Dead Rhetoric: How important is the relationship between yourself and Kristian as the backbone of the band?

Larsen: It is all-vital. I believe that if one of us stopped in the band, the band wouldn’t continue. It’d be Pretty Maids without Ronnie/Ken, Metallica without James/Lars or BurgerKing without Burger/King….doh….

Nah, in all seriousness, I can’t imagine making music without Kristian (so if he decides to stop, I’ll stop too), and frankly, I don’t want to. And without sounding too self-absorbed, there wouldn’t be a Manticora without me. So you can say that we’re both pretty vital for this.

Dead Rhetoric: How do you feel that Manticora has evolved since your start over 20 years ago?

Larsen: We have evolved immensely as human beings, but I think that’s a natural thing that comes with age and experience.

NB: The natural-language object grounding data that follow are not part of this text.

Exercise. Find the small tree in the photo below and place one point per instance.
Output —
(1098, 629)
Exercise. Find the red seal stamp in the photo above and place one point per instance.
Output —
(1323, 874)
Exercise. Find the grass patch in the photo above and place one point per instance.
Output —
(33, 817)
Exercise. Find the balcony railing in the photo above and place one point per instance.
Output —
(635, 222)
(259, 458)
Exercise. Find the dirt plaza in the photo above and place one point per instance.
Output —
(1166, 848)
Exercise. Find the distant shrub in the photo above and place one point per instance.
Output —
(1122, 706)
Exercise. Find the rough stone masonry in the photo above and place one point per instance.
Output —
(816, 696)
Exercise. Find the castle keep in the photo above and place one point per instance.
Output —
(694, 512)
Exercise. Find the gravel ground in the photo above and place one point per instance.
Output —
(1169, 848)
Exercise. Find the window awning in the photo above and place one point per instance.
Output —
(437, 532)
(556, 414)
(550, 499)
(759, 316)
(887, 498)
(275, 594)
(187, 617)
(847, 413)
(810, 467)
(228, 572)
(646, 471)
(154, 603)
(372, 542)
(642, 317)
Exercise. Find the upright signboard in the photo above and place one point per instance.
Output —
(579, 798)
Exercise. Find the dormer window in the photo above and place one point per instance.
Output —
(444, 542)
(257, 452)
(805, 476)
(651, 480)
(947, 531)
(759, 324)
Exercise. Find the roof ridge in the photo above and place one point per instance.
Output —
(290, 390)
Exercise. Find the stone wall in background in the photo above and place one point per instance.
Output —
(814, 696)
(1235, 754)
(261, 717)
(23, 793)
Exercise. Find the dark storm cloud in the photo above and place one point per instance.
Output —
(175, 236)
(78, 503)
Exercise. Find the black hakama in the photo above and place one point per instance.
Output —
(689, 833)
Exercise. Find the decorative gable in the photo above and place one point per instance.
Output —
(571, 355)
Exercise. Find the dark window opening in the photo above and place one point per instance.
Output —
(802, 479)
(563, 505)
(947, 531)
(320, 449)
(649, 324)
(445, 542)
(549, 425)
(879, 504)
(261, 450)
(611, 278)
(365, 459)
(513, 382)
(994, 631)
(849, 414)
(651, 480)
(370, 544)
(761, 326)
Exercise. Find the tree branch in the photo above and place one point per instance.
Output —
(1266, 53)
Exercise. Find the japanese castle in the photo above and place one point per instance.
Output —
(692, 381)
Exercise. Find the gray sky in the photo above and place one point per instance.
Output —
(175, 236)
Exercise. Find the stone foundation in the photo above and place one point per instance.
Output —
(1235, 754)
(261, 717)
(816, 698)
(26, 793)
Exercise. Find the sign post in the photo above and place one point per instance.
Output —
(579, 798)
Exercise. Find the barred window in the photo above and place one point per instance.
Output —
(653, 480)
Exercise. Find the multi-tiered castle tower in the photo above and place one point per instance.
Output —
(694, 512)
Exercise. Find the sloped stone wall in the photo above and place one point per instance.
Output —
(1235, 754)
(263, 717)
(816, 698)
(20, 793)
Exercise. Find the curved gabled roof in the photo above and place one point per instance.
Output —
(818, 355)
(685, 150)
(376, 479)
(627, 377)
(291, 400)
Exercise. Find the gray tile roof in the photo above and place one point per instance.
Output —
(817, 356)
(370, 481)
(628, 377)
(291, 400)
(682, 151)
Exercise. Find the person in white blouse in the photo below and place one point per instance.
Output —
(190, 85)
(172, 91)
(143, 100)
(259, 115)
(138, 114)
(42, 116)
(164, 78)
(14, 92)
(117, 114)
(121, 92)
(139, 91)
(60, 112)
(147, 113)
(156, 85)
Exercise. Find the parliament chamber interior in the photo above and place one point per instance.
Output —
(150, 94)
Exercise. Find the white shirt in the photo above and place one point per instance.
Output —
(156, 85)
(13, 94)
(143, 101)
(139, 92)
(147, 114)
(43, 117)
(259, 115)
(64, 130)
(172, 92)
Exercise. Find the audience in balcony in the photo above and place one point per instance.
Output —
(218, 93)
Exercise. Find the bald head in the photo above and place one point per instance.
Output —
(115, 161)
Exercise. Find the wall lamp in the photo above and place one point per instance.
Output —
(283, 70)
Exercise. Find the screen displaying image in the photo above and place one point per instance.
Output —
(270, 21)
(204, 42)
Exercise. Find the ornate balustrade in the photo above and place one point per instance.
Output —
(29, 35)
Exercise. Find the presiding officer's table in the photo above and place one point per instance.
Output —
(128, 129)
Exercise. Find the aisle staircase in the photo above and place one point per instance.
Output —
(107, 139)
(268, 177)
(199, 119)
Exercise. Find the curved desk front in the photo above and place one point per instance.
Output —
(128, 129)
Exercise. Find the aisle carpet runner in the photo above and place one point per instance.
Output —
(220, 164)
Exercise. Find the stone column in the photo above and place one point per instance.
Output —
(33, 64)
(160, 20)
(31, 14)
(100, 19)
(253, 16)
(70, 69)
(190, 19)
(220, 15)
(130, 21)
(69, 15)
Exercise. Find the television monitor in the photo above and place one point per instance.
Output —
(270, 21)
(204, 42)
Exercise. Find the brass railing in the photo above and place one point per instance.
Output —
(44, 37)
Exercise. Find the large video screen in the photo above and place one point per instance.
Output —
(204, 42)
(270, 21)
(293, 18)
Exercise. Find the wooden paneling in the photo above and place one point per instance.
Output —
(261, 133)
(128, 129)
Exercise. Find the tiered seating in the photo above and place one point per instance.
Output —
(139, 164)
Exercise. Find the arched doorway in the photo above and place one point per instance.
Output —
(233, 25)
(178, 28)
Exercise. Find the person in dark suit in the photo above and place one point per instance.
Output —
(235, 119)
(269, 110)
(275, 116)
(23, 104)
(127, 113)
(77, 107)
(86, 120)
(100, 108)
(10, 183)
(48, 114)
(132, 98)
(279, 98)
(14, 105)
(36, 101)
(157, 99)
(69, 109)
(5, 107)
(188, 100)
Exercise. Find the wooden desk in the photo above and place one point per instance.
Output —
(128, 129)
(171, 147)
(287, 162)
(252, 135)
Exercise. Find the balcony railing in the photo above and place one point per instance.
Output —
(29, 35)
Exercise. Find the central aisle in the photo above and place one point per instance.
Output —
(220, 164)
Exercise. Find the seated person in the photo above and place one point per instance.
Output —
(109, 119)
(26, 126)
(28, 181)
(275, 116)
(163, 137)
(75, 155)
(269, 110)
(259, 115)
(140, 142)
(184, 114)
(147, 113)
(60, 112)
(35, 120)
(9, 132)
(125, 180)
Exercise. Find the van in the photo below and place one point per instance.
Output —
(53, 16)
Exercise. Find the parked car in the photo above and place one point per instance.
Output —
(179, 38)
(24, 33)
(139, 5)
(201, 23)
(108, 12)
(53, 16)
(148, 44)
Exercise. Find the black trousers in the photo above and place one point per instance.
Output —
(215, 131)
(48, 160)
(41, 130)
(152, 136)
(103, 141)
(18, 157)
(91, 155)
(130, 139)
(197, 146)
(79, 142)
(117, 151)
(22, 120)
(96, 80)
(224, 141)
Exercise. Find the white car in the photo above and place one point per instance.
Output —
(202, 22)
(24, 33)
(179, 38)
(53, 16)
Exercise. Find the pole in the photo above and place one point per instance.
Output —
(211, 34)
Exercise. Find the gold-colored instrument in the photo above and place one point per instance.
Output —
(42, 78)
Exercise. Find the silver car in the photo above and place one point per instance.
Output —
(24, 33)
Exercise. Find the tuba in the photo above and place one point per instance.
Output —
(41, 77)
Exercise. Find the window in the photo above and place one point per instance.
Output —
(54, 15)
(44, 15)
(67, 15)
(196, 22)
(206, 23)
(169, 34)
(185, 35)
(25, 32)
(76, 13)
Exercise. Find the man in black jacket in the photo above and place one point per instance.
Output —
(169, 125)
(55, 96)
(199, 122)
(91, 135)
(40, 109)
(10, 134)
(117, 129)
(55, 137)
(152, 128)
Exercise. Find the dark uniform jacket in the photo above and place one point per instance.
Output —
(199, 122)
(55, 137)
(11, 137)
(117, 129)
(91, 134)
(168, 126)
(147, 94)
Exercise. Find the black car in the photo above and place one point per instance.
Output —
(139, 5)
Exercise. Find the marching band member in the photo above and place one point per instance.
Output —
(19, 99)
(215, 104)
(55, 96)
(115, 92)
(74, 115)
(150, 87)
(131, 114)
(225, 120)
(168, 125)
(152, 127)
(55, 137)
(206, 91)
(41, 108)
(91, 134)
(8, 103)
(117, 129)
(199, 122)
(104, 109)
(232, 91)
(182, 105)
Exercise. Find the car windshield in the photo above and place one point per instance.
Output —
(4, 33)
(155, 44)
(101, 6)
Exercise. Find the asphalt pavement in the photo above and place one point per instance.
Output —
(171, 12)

We have done SO many things now….toured Europe 9 times, toured North America 2 times, released 9 albums, played in Japan and done many huge festivals in Europe, including Wacken Open Air 2 times – and along the way, we have had so much SHIT thrown at us, you can’t believe it.

But the shit that hits you in the face, tends to make you a calmer and wiser person, and so we have evolved from a band that wanted to do it all at once, to being a band that calculates our every move and to having the patience, which has created a super-friendly atmosphere amongst the musicians.

As musicians, I think that we’re just more focused and open-minded than we used to be. We’re not necessarily better musicians. but we’re definitely more open to ideas and to embrace what actually comes out of our twisted minds.

Dead Rhetoric: Do you have any bucket list type goals still for Manticora?

Larsen: I’d like to play shows in South America – a tour, if possible – and then I’d REALLY like to play in Finland as we have never done so, but other than that, I believe that we have done most of what’s bestowed upon us.

Dead Rhetoric: Do you have any concerns at how the live scene could end up changing due to the impact of COVID-19?

Larsen: Yeah, we are all very concerned about this. So far, we have lost revenue of some 8000€, on cancelled shows, and it doesn’t look good for the live scene at the moment.

I LOATHE the idea of bands, doing “live” shows through streaming. I think it’s an abomination and a huge pile of puke on the musical integrity of the bands. It’s the wolf, tamed into becoming a dog….bands, prostituting themselves for attention, if you ask me.

The band-crowd connection is utterly and completely lost with this streaming BS, and I want absolutely no part of it. When I play live in front of an audience, I play live in front of an audience – not in front of 17 cameras, displaying how much energy I (don’t) have for the person, sitting at home on a Saturday night in his underwear, watching me, bleed out “on stage”.

So, I hope we’ll soon have some scientists, getting a vaccine ready for the virus, so that we can all look each other in the eyes in a normal live situation again….and sooner, rather than later so this streaming-crap doesn’t get the chance to become the norm.

Dead Rhetoric: What’s planned for the band for the rest of the year, going into next year?

Larsen: We’ve been playing a show in Copenhagen last week and we have another one here in Denmark (very limited amount of people in the venue), so for the rest of the fall, we’re doing promotion for the new release, trying to set up some festival shows for next summer and will most likely begin writing some new material, if I am not mistaken…

And maybe it’s time to actually watch some football matches, hahahaha.